A University of New Hampshire management professor, Paul Harvey studied entitlement and narcissism in adults born in the 80’s and early 90’s and concluded that “As a group, millenials are adorned by a “very inflated sense of self” that leads to “unrealistic expectations” and, ultimately, wraps them in a robe of “chronic disappointment” with embellishments of anger, impatience, cynicism, resentment, criticism, and ingratitude.
Our response to God’s invitation should be one of great joy – drop everything and run, and one of deep gratitude – we don’t deserve this grace. The prophet Isaiah responds to God’s invitation saying, “I delight greatly in the Lord, my soul rejoices in my God for he has clothed me with garments of salvation and arrayed me in a robe of righteousness.”
That man standing there in the middle of the wedding banquet wearing his own clothes didn’t feel like he needed the king’s garments of salvation or robe of righteousness. But he did, and all he had to do was accept the invitation and put on the robe at the entrance to the feast!
I think this parable bothers me because I know I could be that man. I could stand there and not realize the grace that brought me there. I could stand there and let myself believe I deserved to be there. Entitlement is an obstacle to a life of grace and gratitude. So, how do we keep our sense of self-worth and entitlement in perspective? By practicing gratitude. By saying “thank you.”
Try it one day this week. Say thank you to every person who does something for you.
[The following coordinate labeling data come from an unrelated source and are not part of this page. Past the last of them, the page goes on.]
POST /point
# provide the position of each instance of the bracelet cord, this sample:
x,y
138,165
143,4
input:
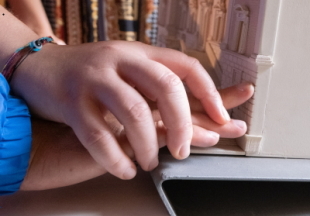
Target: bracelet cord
x,y
21,54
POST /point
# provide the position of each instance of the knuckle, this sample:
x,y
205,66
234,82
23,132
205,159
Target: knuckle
x,y
117,165
186,126
170,83
99,137
193,62
139,112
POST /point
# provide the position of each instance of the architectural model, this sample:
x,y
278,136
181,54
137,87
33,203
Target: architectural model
x,y
265,42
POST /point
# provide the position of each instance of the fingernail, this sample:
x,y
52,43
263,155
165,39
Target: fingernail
x,y
214,136
225,114
184,151
239,123
129,173
153,164
244,86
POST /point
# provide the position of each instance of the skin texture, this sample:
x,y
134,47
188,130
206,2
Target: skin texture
x,y
91,87
58,158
At the end of the day, list all the things that you enjoyed in your day that you did nothing to deserve – maybe it will be that all the lights were green down Poplar, or you shared a laugh with a co-worker. Then, write down one thing you are grateful for and write beside it, “Thank you, God.” You might find that you want to try it again the next day…and maybe the next.
Friends, hear the invitation: You are invited! You are invited to a joyful feast! What radical grace! You are invited to the king’s banquet! A robe is prepared for you. Will you come? Will you wear it? How could we not be grateful? What an incredible invitation! Thank be to God. Amen.